Saumil Patel has a background in Computational Fluid Dynamics (CFD). His research interests include CFD, meshing techniques, high-order numerical methods, and high-performance computing. As a graduate student, Saumil worked with scientists in the Mathematics and Computer Science (MCS) division at ANL to develop NekLBM [1, 2] - a high-order CFD application that is derived from Nek5000. After graduating, he joined the Argonne Leadership Computing Facility (ALCF) as a post-doctoral appointee where much of his research was focused on developing numerical algorithms and workflows in Nek5000 to reduce time-to-solution for simulations which employ the Arbitrary Lagrangian-Eulerian (ALE) method . His work has been leveraged by domain scientists in academia and DOE labs to perform internal combustion engine (ICE) simulations.

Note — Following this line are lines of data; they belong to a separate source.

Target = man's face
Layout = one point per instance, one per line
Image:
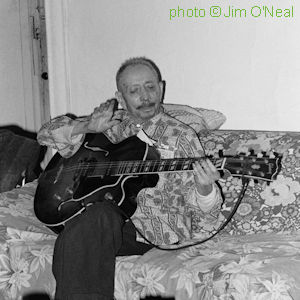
(140, 92)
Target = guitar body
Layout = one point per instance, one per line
(67, 185)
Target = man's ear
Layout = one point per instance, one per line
(162, 86)
(120, 99)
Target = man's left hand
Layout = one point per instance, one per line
(205, 174)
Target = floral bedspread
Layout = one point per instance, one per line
(257, 256)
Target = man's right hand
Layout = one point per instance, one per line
(103, 117)
(100, 120)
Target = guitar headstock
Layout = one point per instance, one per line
(259, 168)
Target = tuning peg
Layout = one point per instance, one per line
(264, 153)
(252, 152)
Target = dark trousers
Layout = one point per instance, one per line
(85, 251)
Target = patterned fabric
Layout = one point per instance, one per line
(265, 208)
(235, 265)
(163, 213)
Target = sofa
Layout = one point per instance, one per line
(256, 256)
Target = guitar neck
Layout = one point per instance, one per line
(138, 167)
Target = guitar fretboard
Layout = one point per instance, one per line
(149, 166)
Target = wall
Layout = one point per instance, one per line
(19, 93)
(11, 79)
(247, 67)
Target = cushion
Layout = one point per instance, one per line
(198, 118)
(19, 158)
(265, 208)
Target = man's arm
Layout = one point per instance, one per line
(66, 135)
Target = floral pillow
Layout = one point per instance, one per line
(265, 208)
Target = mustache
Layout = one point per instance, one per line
(146, 105)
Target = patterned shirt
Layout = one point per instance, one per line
(165, 212)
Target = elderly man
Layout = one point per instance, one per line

Within CPS, Saumil is busy with multiple projects including: performing ICE simulations on Theta, enabling in-situ visualization and analysis for the Exascale Computing Project, and optimizing CFD applications for next-generation computing architectures. Saumil is also working with data scientists at ALCF to investigate ways CFD applications can leverage machine learning software (like TensorFlow) to reduce time-to-solution and improve existing physical models of the near-wall behavior.
Saumil received his Ph.D. in mechanical engineering from the Grove School of Engineering at the City College of New York (CCNY). Before that, he worked as private high school tutor - helping students with their physics and mathematics homework. In a previous life, he was an investment banker in New York City, NY.
 Patel, S., Min, M., Uga, K. C., & Lee, T. (2014). A spectral-element discontinuous Galerkin lattice Boltzmann method for simulating natural convection heat transfer in a horizontal concentric annulus.Computers & Fluids, 95, 197-209.
 M. Min and T. Lee, “A Spectral Element Discontinuous Galerkin Lattice Boltzmann Method for Nearly Incompressible Flows,” J. Comput. Phys. 230: 245-259 (2011)
 Patel, S., Fischer, P., Min, M., & Tomboulides, A. (2019). A characteristic-based spectral element method for moving-domain problems. Journal of Scientific Computing, 79(1), 564-592.